In 2010, the Children’s Rights Association, which was established in 2008 under the umbrella of the Kuwait Medical Association, conducted a study of the prevalence of violence and abuse against children in Kuwait. A sample of 2508 freshmen at Kuwait University completed the ICAST-R questionnaire proposed by the World Health Organization to study the exposure of people to abuse during childhood. The results showed a high rate of sexual abuse of children. 12 % experienced someone revealing their genitalia in front of them; 7 % had been forced to touch another person’s naked private areas; 2 % had been forced to appear without their clothes in front of people or for photography, video, or Webcams; 13 % had been exposed to sexual abuse in the form of touching their private body parts; and 2 % had been raped (Alkhawwari, 2015).

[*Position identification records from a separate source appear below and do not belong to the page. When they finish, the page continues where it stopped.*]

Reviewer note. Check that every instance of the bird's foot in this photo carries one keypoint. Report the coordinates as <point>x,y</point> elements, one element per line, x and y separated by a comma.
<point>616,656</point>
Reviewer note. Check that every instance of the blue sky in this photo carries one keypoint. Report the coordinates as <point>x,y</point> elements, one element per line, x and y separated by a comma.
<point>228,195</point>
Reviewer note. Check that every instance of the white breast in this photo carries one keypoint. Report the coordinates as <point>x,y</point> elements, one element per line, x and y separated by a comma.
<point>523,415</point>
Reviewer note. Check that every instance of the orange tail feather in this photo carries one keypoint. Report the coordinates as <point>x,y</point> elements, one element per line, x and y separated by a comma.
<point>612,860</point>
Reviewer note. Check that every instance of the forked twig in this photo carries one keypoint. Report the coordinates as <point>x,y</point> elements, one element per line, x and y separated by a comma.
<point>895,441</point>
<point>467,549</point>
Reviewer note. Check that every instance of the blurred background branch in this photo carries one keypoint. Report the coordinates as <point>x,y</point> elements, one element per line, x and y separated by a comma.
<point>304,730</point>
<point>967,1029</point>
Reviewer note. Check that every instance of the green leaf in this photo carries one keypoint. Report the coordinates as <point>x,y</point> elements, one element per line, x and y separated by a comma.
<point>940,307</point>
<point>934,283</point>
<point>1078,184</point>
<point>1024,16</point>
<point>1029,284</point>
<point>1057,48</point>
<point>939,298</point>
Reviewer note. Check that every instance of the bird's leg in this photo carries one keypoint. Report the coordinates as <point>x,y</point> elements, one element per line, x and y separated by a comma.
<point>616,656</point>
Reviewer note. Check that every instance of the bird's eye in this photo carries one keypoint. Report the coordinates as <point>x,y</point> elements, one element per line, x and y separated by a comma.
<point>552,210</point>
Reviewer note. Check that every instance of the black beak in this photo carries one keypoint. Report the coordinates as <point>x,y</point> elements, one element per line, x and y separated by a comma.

In 2006, a study of a nationwide sample of 4467 senior high school students (mean age 16.9 years; 48.6 % boys) at government secondary schools revealed that 8.6 % of the sampled students had been sexually attacked in their lifetime, 5.9 % had experienced someone threatening to have sex with them, 15.3 % had experienced unwanted sexual exposure, and 17.4 % had had someone touch their sexual parts (Ohaeri & Al-Fayez, 2013). Furthermore, a revision of 60,640 medical records of children admitted to two major government hospitals in Kuwait between 1991 and 1998 revealed that 16 children showed evidence of abuse. The perpetrator was a parent in 75 % of the cases, which involved the following abuses: 13 physical, two sexual, and one Munchausen syndrome. In the two cases of sexual abuse, a non-family caregiver was involved (Al-Ateeqi, Shabani, & Abdulmalik, 2002). The authors of the study stressed that sexual abuse is rarely if ever voluntarily reported, and when accidently discovered, families tend to refuse any further action to avoid stigmatization, shame, and disgrace; this makes it very challenging to obtain accurate estimates of the number of CSA cases.

Social Work & CSA

According to the International Federation of Social Workers, the profession of social work “promotes social change, problem solving in human relationships and the empowerment and liberation of people to enhance well-being” (IFSW, 2012). This definition of social work clearly highlights the responsibility of the profession to intervene at the three levels of change promotion. First, the problem solving or treatment level after the fact. Second, the prevention level to stop or reduce a problem. Third, the awareness level to promote positive change and enhance human well-being. Thus, social work is at the forefront of social consequences and realities of CSA.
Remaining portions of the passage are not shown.